Scientists have long suspected that androgens, male sex hormones like testosterone, may help tumors grow because the hormones can suppress immune responses to some cancers. New research from the lab of Cleveland Clinic's Justin Lathia, PhD, provides a different viewpoint: testosterone helps slow the growth of glioblastoma in men.
The article, published in Nature, observes that blocking testosterone makes tumors grow faster-which aligns with trends observed in male glioblastoma patients. Along with changing the narrative around the inclusion of testosterone in cancer treatment, the findings highlight that when it comes to therapeutics, tumor location is a crucial factor.

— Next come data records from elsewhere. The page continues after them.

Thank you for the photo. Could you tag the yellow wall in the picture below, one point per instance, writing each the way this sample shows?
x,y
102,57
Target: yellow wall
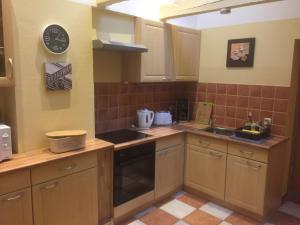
x,y
273,53
39,110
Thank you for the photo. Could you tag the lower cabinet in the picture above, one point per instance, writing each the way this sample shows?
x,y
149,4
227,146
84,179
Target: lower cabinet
x,y
169,170
246,183
16,208
69,200
205,170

It is fairly well-known that glioblastoma tumors are more common and more aggressive in males than females. Though direct links have not yet been established, the two main, suspected reasons for the more frequent occurrence and severity in males are sex chromosomes (the X and Y combination that determines a person's biological sex) and sex hormones (like estrogen and testosterone).
The research team, led by Juyeun Lee, DVM, PhD, first author of the paper and a former research associate in Dr. Lathia's Cleveland Clinic lab, began their work with a key question: Do male hormones help or hurt the body's ability to fight brain tumors?
"There are other findings on non-brain tumors that show that testosterone is basically the bad guy, suppressing the immune response and making the tumor grow faster," says Dr. Lee, who is now Assistant Staff at Cleveland Clinic's Florida Research & Innovation Center. "This has been shown in multiple cancers, like lung and bladder cancer and melanoma. We wanted to know if the same result would occur in glioblastoma."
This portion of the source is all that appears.